Long Living Tortoise's Walk in Tokyo
"Experiencing the designs of the 1930s in 2001"
Yoshie Iimori
August 27, 2001
My friend was going to hold an event on "Showa 7 (1932) and Ueno," two seemingly unrelated terms. Since I'm helping out just a bit with the preparations I was keeping an eye out on things related to it. It was the time when, although people were apparently enjoying the free life in town, they were actually all mobilizing to prepare for war. My friend says that the more he knows about it, the more he finds it interesting. Then he says that each of the experts in theater, history, and French literature is going to write a paper on what they have researched based on their own interests. So I'm quite sure that I'll enjoy it even by sitting aside and listening to discussions. As a person devoted to walking, I plan to establish walking courses to learn about an area by listening to others.
But I still thought that it would not be very exciting only to be listening, and I was looking for some information that I can bring to the meeting, and found an event exhibition called "The printing designs of the 1930s in Japan" being held at the Tokyo National Museum Film Center in Kyobashi. The printing designs are related to such things as advertisements, posters, and handbills that truly reflect the social conditions. I was pretty sure that I'd be able to find something here.

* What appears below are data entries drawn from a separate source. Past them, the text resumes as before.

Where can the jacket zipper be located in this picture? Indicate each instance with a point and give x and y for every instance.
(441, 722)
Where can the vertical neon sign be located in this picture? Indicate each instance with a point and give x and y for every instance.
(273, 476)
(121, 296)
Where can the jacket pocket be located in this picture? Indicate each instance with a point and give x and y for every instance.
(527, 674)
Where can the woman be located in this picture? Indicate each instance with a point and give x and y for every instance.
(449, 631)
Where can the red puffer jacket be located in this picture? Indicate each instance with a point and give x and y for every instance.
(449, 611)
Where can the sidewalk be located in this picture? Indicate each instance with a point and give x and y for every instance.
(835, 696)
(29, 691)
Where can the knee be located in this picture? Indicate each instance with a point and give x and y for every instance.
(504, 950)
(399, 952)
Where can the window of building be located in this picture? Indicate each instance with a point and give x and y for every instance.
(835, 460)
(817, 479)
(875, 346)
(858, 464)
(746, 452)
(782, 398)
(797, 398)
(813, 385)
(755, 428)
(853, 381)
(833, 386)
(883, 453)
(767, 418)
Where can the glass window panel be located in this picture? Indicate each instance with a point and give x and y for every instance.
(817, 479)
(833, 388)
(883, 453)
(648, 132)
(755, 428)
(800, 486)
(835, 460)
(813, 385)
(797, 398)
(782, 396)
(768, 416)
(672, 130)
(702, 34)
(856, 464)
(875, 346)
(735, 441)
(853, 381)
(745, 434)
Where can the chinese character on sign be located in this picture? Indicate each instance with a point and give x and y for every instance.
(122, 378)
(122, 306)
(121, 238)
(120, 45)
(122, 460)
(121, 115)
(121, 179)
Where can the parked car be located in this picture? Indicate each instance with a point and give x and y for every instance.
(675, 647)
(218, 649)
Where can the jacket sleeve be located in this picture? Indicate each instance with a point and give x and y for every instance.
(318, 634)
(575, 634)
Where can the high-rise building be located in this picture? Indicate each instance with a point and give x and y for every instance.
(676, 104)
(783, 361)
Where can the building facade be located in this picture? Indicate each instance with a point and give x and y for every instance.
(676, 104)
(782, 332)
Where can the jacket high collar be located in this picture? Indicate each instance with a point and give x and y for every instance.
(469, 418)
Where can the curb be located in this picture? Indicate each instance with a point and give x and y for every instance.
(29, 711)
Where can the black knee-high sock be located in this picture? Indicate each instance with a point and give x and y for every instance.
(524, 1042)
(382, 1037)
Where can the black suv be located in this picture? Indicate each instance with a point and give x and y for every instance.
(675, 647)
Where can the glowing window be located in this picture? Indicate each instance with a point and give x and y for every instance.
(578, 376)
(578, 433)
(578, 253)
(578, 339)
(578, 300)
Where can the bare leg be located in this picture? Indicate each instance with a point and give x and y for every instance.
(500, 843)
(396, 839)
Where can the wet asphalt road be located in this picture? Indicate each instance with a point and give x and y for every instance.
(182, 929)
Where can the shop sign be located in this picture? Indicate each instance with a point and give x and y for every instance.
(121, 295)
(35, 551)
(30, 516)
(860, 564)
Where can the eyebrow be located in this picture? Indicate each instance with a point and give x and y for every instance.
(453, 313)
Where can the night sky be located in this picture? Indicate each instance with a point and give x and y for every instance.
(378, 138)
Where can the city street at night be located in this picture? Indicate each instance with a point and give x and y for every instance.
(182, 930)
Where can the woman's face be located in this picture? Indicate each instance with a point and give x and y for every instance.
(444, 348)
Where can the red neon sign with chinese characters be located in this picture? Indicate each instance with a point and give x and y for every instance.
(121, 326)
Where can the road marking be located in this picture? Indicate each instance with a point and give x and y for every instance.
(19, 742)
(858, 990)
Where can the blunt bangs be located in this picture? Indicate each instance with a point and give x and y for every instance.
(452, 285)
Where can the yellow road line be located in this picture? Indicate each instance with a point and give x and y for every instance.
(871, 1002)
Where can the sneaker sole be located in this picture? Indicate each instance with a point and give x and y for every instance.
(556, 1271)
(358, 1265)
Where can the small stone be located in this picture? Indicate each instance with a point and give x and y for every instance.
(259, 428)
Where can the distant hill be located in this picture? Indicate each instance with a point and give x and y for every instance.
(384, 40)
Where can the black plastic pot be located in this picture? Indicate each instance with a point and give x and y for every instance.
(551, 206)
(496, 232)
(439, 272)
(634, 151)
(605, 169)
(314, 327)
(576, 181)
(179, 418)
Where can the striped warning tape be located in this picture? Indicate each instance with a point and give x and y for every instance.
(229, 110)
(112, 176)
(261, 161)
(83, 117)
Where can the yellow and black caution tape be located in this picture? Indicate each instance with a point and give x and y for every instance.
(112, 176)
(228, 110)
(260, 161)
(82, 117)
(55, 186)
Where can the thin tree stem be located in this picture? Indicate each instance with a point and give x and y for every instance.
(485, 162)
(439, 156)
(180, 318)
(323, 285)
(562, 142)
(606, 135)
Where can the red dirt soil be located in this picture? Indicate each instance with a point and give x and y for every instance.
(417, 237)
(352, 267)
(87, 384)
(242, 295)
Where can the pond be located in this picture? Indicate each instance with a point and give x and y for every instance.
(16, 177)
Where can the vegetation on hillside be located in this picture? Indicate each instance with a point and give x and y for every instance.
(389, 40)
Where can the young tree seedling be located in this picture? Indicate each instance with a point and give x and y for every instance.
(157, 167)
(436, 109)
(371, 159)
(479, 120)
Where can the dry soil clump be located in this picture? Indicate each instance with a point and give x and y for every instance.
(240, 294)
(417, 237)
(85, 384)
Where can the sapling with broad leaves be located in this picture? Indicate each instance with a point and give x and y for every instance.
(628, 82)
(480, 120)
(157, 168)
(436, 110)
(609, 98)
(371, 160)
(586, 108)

Walking into the exhibition room, all the scenes with posters being put up on the wall came to my mind. It could be at the front of a theater, on the hallway of an office, or.... Most of them were made for propaganda use, and the strong assertion expressed by the lettering and slogans were designed to reach the viewers directly. Looking at those posters with interfering slogans such as "Be clean rather than putting on make-up" and "Working brightly leads to a bright life," I could see that the country was meddling in an individual's life, and it makes me feel quite disgusted or makes me mutter that there is no profitable thing about the posters inviting you to emmigrate to Brazil to have a dream life there. I felt once again that a photograph magazine created in a geometrical structure of the Bauhaus style looks very attractive. I like the decorative designs of the 1920s, but the new graphics of the 1930s are sensational.

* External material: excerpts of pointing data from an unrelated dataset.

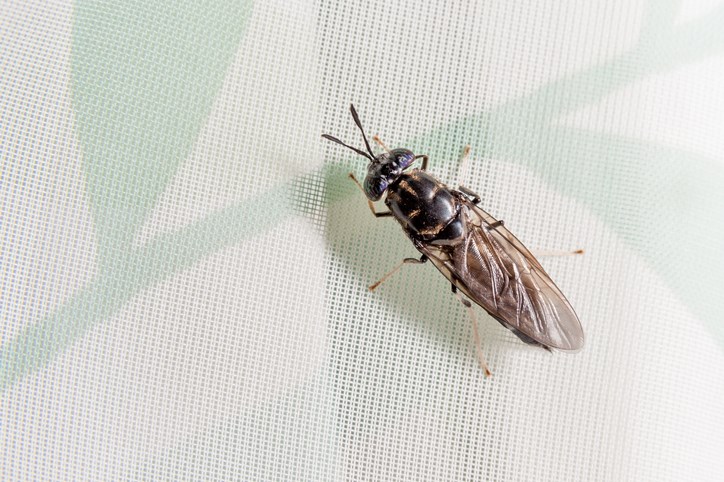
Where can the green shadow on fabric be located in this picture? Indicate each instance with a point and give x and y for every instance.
(145, 76)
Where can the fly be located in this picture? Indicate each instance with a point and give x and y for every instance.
(473, 250)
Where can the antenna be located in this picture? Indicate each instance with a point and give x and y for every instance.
(359, 124)
(358, 151)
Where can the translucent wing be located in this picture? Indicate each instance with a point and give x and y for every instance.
(497, 272)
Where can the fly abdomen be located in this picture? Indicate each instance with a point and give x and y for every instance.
(426, 208)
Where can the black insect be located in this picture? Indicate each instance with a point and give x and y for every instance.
(473, 250)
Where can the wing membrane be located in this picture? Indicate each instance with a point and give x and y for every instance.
(495, 270)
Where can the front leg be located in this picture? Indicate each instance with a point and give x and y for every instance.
(377, 214)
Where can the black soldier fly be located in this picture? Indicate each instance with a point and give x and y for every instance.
(473, 250)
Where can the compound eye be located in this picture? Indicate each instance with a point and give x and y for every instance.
(403, 158)
(375, 187)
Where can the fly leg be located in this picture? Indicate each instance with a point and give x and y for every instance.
(369, 203)
(394, 270)
(476, 334)
(462, 170)
(475, 199)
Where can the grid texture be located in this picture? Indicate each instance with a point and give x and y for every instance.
(185, 262)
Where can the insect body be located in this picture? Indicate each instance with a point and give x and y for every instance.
(473, 250)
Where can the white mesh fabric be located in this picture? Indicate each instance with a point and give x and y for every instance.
(185, 262)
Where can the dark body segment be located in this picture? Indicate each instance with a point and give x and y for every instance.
(484, 260)
(427, 209)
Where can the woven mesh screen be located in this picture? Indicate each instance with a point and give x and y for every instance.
(185, 262)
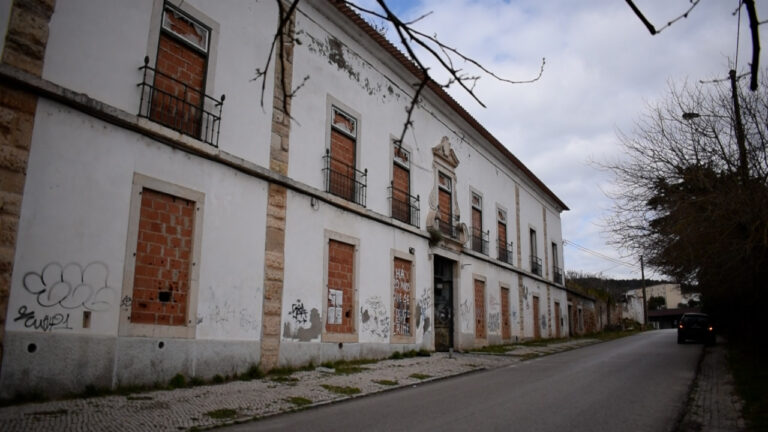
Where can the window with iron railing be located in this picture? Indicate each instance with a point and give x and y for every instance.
(536, 265)
(480, 240)
(405, 207)
(505, 252)
(344, 180)
(557, 275)
(179, 106)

I noticed that I was not doing much beyond developing impressions while looking at the posters. I was convinced, "Well, I won't be able to be a scholar," and got out of the exhibition site aiming to carry out my lowbrow walking style. I could take the Ginza line and go to Ueno straight from there, but I felt that it'd be more pleasant to be walking about Ginza light-heartedly. I wish that the world, where city dwellers live peacefully, stays as it is forever! Praying not to have the condition of the 1930s once again that leads to the war, I fixed my eyes on the designs of the brilliant bustling street.